Seçim maratonunun son haftasına da girdik. Bu sürecin özellikle 27 Nisan’ı takip eden ilk günlerinden itibaren yer yer çok hararetli, öfkeli tartışmalar, eleştiriler, suçlamalar yapıldı. Gıybetler edildi. İşi hakaret, tezyif, hattâ küfür noktasına kadar vardıranlar dahi oldu.
Aslında siyasetin ve hele seçim yarışının tabiatı gereği, tartışmaların sair zamanlara kıyasla daha heyecanlı olması nisbeten anlaşılabilir.
Mâkul, dengeli ve seviyeli olmak kayıt ve şartıyla eleştiriler de işin kaçınılmaz bir boyutu.

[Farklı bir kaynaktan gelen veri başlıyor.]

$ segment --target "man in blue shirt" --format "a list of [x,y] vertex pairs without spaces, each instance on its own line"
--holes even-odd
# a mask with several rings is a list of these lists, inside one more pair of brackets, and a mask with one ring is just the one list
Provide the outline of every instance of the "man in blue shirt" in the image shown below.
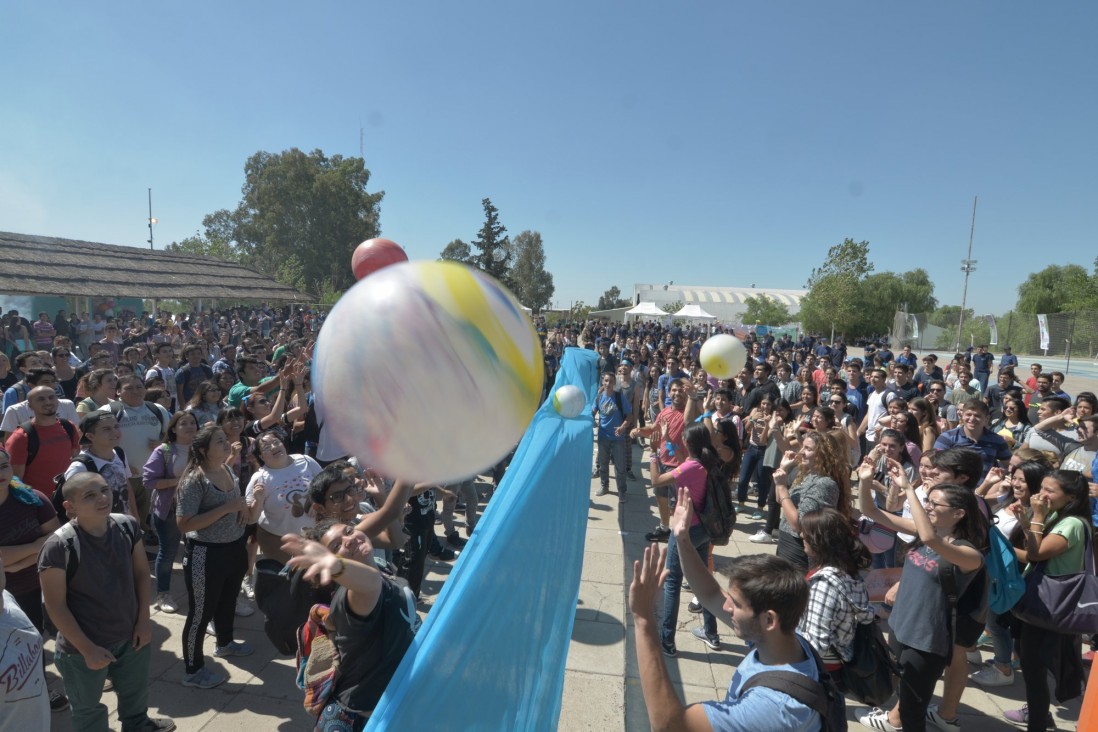
[[598,414],[598,480],[602,487],[595,495],[605,496],[610,487],[610,460],[614,461],[614,480],[618,500],[625,500],[626,468],[625,451],[629,428],[632,425],[632,404],[615,391],[617,376],[613,372],[603,374],[602,387],[595,398]]
[[740,556],[731,565],[728,589],[722,592],[690,541],[693,520],[690,492],[682,488],[672,526],[683,574],[702,606],[742,638],[751,651],[732,675],[722,700],[683,706],[660,654],[656,618],[666,550],[648,547],[643,561],[634,563],[629,609],[634,617],[640,688],[651,728],[686,732],[820,730],[819,713],[782,691],[760,684],[741,692],[752,676],[768,671],[793,672],[819,680],[811,649],[796,633],[808,604],[804,572],[773,555]]

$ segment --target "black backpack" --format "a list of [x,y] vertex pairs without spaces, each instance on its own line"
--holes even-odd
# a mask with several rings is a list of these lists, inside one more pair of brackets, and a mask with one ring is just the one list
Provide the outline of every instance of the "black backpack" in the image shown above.
[[737,696],[755,686],[781,691],[799,701],[820,716],[821,732],[847,732],[847,701],[836,686],[831,674],[824,668],[824,662],[816,649],[808,646],[816,662],[818,682],[795,671],[764,671],[755,674],[740,687]]
[[[122,462],[126,461],[126,453],[122,448],[114,448],[114,454],[121,458]],[[81,452],[76,458],[72,458],[72,462],[69,465],[74,462],[83,465],[88,469],[89,473],[99,473],[99,468],[96,465],[94,459],[87,452]],[[49,499],[49,503],[54,506],[54,510],[57,511],[57,520],[61,522],[61,526],[65,526],[69,521],[68,511],[65,510],[65,496],[61,491],[65,487],[65,473],[58,473],[54,476],[54,497]],[[134,508],[136,509],[136,507]]]
[[697,518],[713,544],[728,544],[736,527],[736,505],[732,503],[731,483],[724,471],[709,471],[705,482],[705,506],[698,511]]
[[[57,421],[61,424],[61,427],[65,429],[65,433],[68,435],[69,442],[71,442],[72,438],[76,437],[76,425],[70,423],[68,419],[61,419],[60,417],[57,418]],[[38,457],[38,447],[41,447],[42,440],[38,437],[38,430],[34,428],[33,419],[24,421],[19,426],[19,428],[26,432],[26,462],[23,465],[23,469],[25,470],[26,465],[30,465],[34,462],[34,459]]]

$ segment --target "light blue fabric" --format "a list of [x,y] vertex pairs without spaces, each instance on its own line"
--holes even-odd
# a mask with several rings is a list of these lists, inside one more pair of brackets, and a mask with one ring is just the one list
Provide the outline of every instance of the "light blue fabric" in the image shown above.
[[597,354],[564,351],[546,399],[367,730],[552,730],[580,596]]

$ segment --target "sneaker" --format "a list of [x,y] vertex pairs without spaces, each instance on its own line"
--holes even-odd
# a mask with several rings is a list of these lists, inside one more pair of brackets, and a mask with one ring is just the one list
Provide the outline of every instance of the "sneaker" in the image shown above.
[[51,689],[49,711],[56,713],[59,711],[65,711],[66,709],[68,709],[68,697],[58,691],[57,689]]
[[439,551],[432,550],[428,553],[442,562],[452,562],[458,559],[458,553],[449,547],[442,547]]
[[1015,683],[1013,672],[1004,674],[995,664],[984,666],[968,678],[981,686],[1010,686]]
[[862,727],[871,730],[882,730],[882,732],[903,732],[903,728],[896,727],[888,721],[888,712],[874,707],[866,709],[864,714],[858,714],[858,722]]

Ancak özellikle böyle zamanlarda aklıselim ve insaf ölçüleri kolaylıkla kaybedilebiliyor; İslâmî ölçülere de, medenî insandan beklenmesi gereken davranış kalıplarına da uymayan fanatizm örnekleri ne yazık ki sıkça sergilenebiliyor.
Nitekim bizim netice itibarıyla vakıalara dayandırarak ortaya koyduğumuz tesbitlere ve bunlardan hareketle yaptığımız siyasî değerlendirmelere gelen tepkilerin bir kısmı bu ölçüsüzlüklerin düşündürücü örneklerini içeriyordu.
Evvelce din adına çıkmış bir partiye destek vermeyenleri mason uşaklığıyla ve hattâ dinden çıkmakla suçlayan kültürün, bazı insanların dünyasında hâlâ hüküm sürmeye devam ettiğini gösteren örnekler ise daha da üzücüydü.
Dini kendi partisine inhisar ettirerek büyük bir ekseriyette dine aleyhtarlık meyli uyandırma vebalini netice veren bu çok yanlış ve sakat anlayışın artık çok gerilerde kalmış olması gerekmiyor mu?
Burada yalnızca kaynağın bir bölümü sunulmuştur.